Kay and his team, led by Lili Zhou, a research associate in the Keck School’s Department of Neurology, turned to the Genomics Institute of the Novartis Research Foundation (GNF) in San Diego which has created robots capable of high throughput experiments. Working with scientists at the institute, Zhou developed a high throughput screen for a robot to test the close to 1000 miRNAs by individually transferring them into cells the team had engineered to glow on and off, based on the cell’s 24-hour circadian clock cycle.
“The collaboration with GNF made it possible for us to conduct the first cell-based, genome-wide screening approach to systematically identify which of the hundreds of miRNAs might be the ones modulating circadian rhythms,” said Zhou.
“Much to our surprise,” said Kay, “we discovered about 110 to 120 miRNAs that do this.”
With the help of Caitlyn Miller, a biochemistry undergraduate from USC Dornsife, researchers then verified the impact on circadian rhythms by inactivating certain miRNAs identified by the screen in their line of glowing cells.
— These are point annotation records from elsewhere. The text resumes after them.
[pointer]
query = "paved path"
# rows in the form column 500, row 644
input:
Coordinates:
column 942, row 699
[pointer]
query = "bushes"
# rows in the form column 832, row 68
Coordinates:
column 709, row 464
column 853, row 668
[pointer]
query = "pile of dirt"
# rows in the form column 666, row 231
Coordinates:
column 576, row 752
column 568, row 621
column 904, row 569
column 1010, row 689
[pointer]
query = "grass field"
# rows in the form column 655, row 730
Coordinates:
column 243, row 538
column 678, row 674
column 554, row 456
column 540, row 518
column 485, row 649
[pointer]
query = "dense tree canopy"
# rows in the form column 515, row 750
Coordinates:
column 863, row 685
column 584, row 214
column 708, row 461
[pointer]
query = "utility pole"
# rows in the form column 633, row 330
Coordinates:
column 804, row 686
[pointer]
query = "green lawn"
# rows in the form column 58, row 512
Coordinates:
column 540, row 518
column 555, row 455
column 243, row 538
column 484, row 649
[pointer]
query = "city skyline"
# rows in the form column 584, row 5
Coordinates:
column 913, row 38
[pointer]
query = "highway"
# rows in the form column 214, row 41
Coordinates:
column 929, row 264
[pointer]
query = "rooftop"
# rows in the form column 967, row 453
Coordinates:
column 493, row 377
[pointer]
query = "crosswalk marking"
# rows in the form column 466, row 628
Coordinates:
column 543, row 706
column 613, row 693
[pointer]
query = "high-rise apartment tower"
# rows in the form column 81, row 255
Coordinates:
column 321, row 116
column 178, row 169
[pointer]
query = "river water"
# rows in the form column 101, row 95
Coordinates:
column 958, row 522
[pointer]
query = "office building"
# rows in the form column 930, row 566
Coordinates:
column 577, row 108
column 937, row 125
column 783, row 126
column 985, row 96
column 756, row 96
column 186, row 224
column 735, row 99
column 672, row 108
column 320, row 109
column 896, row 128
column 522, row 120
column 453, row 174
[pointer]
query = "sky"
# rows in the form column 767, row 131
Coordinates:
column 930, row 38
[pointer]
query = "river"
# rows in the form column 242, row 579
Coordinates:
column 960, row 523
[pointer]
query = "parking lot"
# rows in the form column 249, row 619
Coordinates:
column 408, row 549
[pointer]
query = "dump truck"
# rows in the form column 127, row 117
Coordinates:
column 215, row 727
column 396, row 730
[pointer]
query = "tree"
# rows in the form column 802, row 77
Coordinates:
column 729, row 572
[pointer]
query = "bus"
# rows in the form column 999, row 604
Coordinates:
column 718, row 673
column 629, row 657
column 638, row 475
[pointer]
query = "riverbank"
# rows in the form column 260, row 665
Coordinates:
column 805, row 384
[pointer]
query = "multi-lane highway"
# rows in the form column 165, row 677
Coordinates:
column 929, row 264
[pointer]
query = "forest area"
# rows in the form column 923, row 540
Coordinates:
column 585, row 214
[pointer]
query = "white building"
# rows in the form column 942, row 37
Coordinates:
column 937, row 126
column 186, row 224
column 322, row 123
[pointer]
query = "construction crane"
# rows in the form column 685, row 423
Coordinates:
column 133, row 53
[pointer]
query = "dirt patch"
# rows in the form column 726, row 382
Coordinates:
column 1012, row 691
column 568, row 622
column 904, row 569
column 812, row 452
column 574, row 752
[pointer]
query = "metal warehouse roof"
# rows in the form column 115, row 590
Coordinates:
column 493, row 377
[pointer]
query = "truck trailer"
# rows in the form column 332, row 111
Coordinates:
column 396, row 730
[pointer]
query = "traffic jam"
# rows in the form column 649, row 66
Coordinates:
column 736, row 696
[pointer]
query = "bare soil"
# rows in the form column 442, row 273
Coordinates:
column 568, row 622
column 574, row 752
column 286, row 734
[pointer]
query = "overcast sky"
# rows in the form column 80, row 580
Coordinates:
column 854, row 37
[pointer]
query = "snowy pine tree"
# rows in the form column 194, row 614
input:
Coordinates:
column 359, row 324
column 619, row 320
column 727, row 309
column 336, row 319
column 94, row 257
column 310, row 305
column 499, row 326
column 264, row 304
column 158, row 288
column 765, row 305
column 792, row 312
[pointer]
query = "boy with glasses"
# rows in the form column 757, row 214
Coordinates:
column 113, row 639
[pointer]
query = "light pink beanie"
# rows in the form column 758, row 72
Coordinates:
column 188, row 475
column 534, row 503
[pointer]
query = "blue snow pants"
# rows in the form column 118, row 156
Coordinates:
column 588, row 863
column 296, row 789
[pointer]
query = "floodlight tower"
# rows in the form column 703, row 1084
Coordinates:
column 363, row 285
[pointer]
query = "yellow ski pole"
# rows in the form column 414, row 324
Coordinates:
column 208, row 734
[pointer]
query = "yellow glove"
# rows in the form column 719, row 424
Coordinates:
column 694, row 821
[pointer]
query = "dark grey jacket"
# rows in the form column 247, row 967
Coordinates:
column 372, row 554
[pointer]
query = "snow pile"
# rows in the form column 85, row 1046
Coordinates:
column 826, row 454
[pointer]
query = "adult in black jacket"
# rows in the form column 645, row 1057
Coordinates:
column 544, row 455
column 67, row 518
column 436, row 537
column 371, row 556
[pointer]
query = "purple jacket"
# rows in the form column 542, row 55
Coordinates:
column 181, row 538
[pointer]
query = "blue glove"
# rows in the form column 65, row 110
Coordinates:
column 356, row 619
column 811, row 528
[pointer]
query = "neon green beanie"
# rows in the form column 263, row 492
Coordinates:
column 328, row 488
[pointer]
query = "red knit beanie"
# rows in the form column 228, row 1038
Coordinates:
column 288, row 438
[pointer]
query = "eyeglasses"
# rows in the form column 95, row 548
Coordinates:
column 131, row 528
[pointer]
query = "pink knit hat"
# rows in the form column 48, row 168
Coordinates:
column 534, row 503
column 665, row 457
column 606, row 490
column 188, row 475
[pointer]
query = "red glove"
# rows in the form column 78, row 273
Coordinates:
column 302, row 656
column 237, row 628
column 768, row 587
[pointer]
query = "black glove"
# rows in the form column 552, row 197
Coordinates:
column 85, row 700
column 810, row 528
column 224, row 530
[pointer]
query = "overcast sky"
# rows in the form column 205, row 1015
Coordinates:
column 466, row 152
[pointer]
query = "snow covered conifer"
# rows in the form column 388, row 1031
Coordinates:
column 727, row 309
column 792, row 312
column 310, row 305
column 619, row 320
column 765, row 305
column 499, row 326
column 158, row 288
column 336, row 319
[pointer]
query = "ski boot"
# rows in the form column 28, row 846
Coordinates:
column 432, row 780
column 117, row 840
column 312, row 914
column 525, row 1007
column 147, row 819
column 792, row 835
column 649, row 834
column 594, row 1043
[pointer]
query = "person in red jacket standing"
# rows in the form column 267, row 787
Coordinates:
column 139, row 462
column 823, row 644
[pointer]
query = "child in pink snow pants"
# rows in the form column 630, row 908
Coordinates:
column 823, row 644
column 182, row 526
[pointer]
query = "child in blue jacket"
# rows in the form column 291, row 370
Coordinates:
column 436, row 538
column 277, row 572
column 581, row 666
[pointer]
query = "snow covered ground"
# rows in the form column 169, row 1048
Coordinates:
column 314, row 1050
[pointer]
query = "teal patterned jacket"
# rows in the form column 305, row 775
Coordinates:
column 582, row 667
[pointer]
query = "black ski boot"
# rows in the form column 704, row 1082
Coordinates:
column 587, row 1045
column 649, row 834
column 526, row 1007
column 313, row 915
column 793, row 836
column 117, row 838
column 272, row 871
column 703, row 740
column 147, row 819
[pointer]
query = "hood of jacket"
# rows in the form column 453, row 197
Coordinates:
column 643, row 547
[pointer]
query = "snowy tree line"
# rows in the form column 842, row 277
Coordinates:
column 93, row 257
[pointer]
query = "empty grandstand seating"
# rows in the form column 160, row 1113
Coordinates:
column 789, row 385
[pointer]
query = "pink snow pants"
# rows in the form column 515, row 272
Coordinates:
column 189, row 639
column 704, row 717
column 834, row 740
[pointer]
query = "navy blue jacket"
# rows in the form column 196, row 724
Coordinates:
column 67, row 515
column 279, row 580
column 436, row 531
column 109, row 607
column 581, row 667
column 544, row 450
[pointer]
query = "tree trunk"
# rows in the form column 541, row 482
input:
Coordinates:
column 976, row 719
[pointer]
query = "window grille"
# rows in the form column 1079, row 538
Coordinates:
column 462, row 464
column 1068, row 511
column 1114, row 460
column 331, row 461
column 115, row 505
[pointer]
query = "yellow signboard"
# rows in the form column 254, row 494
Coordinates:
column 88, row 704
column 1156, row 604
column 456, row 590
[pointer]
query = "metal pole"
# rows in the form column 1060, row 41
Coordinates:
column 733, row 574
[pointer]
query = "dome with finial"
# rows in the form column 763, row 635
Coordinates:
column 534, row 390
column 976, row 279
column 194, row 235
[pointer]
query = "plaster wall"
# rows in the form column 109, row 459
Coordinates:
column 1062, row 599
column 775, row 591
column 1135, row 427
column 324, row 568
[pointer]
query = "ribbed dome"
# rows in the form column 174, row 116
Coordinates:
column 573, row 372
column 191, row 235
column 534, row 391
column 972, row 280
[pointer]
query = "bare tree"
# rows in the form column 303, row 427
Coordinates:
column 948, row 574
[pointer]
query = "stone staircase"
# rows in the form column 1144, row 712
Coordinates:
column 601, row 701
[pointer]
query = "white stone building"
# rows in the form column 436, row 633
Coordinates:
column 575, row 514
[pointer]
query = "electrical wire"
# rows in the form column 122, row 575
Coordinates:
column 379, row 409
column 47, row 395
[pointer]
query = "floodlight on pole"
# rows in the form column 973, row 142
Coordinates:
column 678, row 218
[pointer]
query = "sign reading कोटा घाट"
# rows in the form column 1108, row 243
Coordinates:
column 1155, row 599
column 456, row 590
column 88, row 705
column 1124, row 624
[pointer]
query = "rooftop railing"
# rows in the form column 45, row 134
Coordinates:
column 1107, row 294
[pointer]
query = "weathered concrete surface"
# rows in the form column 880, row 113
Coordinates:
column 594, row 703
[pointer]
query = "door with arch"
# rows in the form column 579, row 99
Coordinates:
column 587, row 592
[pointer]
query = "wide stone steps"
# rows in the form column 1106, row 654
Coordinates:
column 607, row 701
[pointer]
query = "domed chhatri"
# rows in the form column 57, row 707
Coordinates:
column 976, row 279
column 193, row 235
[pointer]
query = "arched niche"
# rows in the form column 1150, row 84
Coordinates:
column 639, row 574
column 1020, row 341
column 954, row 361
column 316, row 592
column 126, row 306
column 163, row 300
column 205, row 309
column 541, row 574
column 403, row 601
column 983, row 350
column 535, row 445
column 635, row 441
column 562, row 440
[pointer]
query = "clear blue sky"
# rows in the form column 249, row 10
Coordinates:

Knocking out the miRNAs had the opposite effect on the cells’ circadian rhythm as adding them to the cells.
Physiologic and behavioral impacts of miRNAs
Researchers also focused on the physiologic and behavioral impacts of miRNAs. They analyzed the behavior of mice with a particular cluster of miRNAs inactivated—miR 183/96/182—and saw that inactivating the cluster interfered with their wheel-running behavior in the dark compared with control mice. They then examined the impact of the miRNA cluster on brain, retina and lung tissue, and found that inactivating the cluster affected circadian rhythms in a different way in each tissue type—suggesting that the way the miRNAs regulate the circadian clock is tissue specific.
Understanding the impact of miRNAs on the circadian clock in individual tissue could reveal new ways of treating or preventing specific diseases.
“In the brain we’re interested in connecting the clock to diseases like Alzheimer’s, in the lung we’re interested in connecting the clock to diseases like asthma,” said Kay. “The next step I think for us to model disease states in animals and in cells and look at how these microRNAs are functioning in those disease states.”